Insaisissable Comencini ! Poète de l’enfance et auteur d’un énième Don Camillo, cinéaste commercial et maestro respecté, architecte, conservateur et critique, il est l’auteur d’un parcours libre et modeste, mais ô combien précieux, dans le cinéma italien de l’après-guerre. Il s’est éteint le 6 avril 2007.
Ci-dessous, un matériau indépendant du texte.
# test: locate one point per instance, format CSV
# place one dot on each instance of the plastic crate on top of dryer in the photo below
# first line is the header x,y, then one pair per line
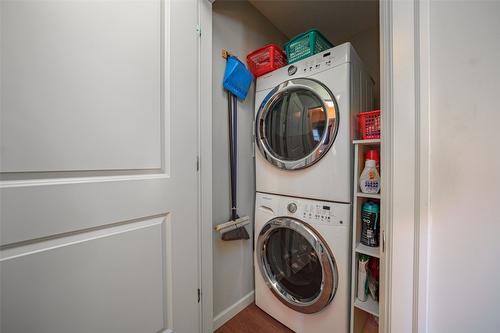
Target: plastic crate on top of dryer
x,y
266,59
305,45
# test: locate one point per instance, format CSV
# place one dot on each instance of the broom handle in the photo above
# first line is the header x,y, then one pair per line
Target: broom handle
x,y
233,150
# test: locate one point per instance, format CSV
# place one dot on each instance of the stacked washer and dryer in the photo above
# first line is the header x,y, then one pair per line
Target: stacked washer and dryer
x,y
304,126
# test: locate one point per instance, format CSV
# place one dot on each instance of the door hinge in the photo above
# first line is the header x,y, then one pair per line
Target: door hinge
x,y
383,241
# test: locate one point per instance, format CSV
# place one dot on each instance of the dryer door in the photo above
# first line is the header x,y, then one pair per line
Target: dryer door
x,y
297,123
296,264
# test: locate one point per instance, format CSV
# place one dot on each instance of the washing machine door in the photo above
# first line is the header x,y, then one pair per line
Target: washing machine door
x,y
297,123
296,264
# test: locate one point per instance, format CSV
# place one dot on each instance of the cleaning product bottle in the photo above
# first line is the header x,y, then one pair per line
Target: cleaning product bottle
x,y
370,225
369,181
362,277
374,154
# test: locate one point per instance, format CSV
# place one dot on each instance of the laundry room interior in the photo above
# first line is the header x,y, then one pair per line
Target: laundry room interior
x,y
240,29
249,166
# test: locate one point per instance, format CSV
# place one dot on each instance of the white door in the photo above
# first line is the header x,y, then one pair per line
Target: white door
x,y
99,180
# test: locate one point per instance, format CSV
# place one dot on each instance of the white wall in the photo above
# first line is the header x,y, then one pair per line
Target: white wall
x,y
464,271
366,44
240,29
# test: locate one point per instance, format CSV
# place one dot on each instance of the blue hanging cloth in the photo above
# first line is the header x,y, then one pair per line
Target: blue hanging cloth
x,y
237,78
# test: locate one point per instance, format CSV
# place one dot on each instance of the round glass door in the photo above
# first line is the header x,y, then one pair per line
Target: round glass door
x,y
297,123
296,265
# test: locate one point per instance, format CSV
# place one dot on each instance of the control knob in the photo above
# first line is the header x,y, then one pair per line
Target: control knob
x,y
292,207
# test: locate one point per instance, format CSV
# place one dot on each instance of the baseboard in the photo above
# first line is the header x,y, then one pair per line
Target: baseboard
x,y
231,311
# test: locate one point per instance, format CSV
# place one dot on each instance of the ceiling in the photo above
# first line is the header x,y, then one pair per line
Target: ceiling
x,y
338,20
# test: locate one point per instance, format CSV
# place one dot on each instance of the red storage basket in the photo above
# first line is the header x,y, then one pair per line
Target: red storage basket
x,y
369,123
265,60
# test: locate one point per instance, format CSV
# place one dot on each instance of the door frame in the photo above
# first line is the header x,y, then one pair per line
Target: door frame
x,y
404,51
405,82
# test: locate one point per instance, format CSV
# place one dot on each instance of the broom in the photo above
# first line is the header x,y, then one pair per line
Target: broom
x,y
237,80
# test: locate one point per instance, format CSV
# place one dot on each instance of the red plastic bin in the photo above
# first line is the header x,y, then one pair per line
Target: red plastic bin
x,y
369,123
266,59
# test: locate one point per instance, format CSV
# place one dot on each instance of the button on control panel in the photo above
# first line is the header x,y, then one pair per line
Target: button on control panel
x,y
292,207
322,212
319,62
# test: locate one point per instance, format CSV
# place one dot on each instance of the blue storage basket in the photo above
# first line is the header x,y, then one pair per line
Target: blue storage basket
x,y
237,78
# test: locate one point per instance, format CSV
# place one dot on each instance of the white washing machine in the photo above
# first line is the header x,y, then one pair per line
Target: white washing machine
x,y
302,258
305,121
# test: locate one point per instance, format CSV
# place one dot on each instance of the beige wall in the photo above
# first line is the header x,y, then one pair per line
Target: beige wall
x,y
240,29
464,271
367,46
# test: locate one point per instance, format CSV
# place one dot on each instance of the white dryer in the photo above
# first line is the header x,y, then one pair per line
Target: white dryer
x,y
302,260
305,121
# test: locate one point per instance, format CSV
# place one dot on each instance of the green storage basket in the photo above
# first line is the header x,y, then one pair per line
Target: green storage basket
x,y
305,45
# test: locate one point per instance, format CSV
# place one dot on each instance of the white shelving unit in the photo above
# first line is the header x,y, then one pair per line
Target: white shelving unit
x,y
361,310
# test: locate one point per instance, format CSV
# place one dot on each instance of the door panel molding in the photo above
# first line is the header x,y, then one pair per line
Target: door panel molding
x,y
57,150
39,292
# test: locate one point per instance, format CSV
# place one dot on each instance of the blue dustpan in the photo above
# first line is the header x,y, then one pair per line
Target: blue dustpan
x,y
237,78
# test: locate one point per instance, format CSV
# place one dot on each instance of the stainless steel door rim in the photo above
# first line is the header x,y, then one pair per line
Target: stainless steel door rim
x,y
329,107
272,275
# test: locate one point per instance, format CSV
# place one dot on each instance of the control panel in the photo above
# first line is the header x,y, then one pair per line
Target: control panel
x,y
318,63
314,212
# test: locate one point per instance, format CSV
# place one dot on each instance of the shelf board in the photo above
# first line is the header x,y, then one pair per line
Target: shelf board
x,y
367,195
368,250
370,306
367,142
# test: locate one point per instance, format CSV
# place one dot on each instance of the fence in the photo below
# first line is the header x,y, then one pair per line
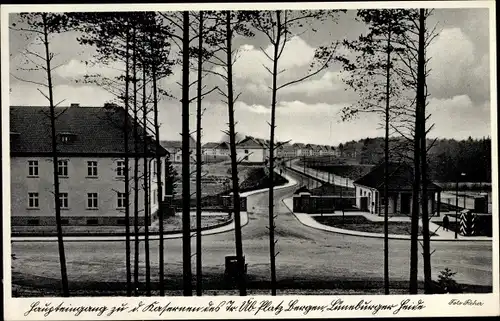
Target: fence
x,y
209,202
473,224
312,204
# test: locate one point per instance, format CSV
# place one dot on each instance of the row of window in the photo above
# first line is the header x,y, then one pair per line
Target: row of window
x,y
92,200
62,168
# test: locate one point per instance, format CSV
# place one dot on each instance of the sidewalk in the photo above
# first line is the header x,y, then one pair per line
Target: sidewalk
x,y
308,220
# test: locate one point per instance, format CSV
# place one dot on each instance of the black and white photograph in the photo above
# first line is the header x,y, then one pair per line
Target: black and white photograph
x,y
268,160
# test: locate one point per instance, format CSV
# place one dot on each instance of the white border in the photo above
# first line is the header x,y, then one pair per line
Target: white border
x,y
435,304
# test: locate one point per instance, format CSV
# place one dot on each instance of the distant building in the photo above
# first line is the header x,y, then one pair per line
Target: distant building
x,y
174,147
214,150
251,150
299,149
370,190
90,144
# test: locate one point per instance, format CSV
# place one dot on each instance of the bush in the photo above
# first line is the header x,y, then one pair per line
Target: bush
x,y
446,283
Luigi Comencini (1916-2007) Après des études d’architecture, Luigi Comencini, déjà passionné de cinéma (il avait réalisé, dès les années 1930, des courts-métrages documentaires), fut le cofondateur, avec Alberto Lattuada, de la Cinémathèque italienne. Devenu ensuite critique de cinéma, il tourna en 1948 son premier court-métrage, un drame, De nouveaux hommes sont nés. Il a ensuite l’occasion de diriger Totò dans L’Imperatore di Capri, premier pas dans la voie qui lui vaudra ses premiers succès : la comédie. Avec Pain, amour et fantaisie suivi de Pain, amour et jalousie, dont Gina Lollobrigida et Vittorio de Sica sont les vedettes, Luigi Comencini devient l’un des artisans les plus renommés de la comédie à l’italienne. Le genre lui doit des classiques comme La Grande pagaille ou L’Argent de la vieille.
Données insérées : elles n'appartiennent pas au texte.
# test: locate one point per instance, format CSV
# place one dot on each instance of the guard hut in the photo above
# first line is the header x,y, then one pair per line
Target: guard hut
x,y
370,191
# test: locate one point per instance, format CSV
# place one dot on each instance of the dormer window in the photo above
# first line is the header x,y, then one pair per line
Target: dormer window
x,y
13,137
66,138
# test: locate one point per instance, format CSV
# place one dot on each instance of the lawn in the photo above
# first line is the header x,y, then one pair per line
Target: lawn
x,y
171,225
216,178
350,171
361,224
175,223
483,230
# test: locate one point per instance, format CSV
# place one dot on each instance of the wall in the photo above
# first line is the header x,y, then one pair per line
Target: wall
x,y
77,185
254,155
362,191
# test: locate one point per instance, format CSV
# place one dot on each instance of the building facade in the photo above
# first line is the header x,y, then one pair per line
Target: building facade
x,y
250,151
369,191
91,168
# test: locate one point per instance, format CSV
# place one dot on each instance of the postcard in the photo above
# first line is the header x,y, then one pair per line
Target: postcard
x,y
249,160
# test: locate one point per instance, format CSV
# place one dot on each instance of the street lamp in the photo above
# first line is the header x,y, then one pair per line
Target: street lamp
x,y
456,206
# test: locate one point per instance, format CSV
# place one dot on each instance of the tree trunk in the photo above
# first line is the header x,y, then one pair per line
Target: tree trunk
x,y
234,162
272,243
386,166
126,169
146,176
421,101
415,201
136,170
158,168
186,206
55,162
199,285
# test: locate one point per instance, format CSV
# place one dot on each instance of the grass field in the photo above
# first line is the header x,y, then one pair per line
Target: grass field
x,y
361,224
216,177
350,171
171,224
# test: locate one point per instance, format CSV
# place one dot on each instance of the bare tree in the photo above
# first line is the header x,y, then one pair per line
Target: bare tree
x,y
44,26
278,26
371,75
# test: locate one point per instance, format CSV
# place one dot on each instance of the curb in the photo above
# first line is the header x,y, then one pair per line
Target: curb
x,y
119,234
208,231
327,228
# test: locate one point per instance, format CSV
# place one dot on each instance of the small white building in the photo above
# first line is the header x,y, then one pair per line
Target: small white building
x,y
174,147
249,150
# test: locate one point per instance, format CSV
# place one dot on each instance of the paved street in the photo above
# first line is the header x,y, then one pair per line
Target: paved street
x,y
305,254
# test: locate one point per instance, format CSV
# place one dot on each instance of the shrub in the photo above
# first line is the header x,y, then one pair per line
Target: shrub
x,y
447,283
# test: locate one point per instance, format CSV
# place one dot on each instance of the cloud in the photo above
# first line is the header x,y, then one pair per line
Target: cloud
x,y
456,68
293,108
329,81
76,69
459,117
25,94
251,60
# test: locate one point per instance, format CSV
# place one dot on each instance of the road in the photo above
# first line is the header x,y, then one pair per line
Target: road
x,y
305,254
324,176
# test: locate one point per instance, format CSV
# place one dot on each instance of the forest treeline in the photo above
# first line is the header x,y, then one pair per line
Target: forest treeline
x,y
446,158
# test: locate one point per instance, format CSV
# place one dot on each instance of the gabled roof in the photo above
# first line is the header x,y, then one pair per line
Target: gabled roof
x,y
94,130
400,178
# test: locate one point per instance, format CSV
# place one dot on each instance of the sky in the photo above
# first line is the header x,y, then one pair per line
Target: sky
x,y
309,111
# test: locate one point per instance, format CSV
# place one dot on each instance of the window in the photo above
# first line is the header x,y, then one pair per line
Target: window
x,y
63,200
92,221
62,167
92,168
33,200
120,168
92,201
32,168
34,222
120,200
Jusqu’à sa retraite, Comencini continuera à tourner à un rythme élevé, voire très élevé, des films caractéristiques de ce courant, qui mêle observation sociale, dans la lignée du néo-réalisme, et stylisation comique issue de la tradition du théâtre italien. Comme on le voit, son parcours, qui le rapproche en France d’un Georges Franju ou d’un Eric Rohmer, ne l’a pas déterminé à imposer une voie strictement personnelle ; en artisan consciencieux, il a attendu l’occasion de développer les thèmes, les idées, l’esthétique qui lui tenaient le plus à cœur.
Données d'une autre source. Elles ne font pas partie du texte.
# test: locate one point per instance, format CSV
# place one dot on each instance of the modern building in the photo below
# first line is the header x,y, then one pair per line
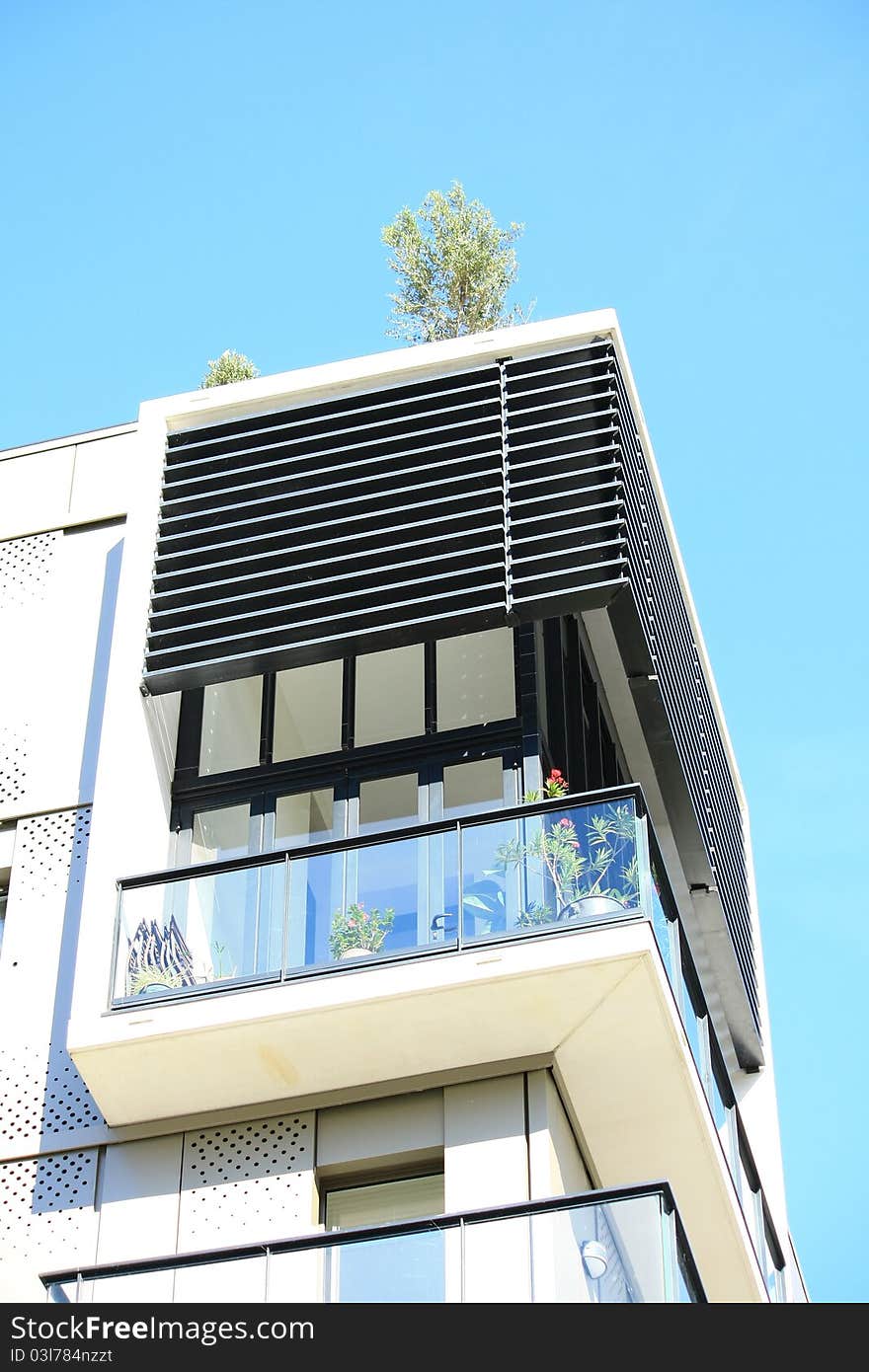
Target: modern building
x,y
379,919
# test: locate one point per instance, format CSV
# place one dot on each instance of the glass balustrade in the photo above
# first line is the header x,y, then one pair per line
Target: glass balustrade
x,y
533,870
598,1249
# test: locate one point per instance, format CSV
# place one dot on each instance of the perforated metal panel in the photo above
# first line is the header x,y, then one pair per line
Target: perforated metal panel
x,y
46,1213
27,569
14,748
511,493
42,1097
246,1181
27,566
Dès ses premiers essais documentaires, Comencini avait manifesté un grand intérêt pour l’enfance que, dans la lignée des grands pédagogues du début du siècle, il percevait comme essentiellement victime de la répression des adultes et de leur ordre moral artificiel. C’est avec L’Incompris qu’il a l’occasion de consacrer tout un film à ses idées sur l’éducation. Cette histoire émeut l’Europe entière et établit définitivement la réputation de son auteur.  Trois ans plus tard, il détourne le sujet (fort commercial) de Casanova de façon moins spectaculaire mais tout aussi radicale que ne le fera Fellini, en s’attachant exclusivement aux jeunes années du mémorialiste, pour en faire le récit d’une éducation sociale et sentimentale. Enfin, 1972 est l’année de Pinocchio, œuvre visionnaire en ce qu’elle tire le meilleur parti du cadre télévisuel pour lequel elle a été conçue. Réduites par la suite en un long-métrage ( !) de cinéma, Les Aventures de Pinocchio sont d’abord un feuilleton de six fois une heure, à la durée dilatée par la forme choisie, et un hymne à la liberté du petit héros, qui semble faire plier toutes les contraintes dramaturgiques. Dans une Italie pauvre et terrienne, où même la féerie est très matérielle, les courses du petit Pinocchio, accompagnées d’une magnifique ritournelle de Fiorenzo Carpi, sont inoubliables. C’est de la même veine que relèvent, parmi les derniers films du cinéaste, Un Enfant de Calabre et Marcellino, qui encadrent le film-opéra La Bohême (dont la commande souligne le statut de maestro obtenu par Comencini) et Joyeux Noël, bonne année !, comédie douce-amère sur le thème du vieillissement.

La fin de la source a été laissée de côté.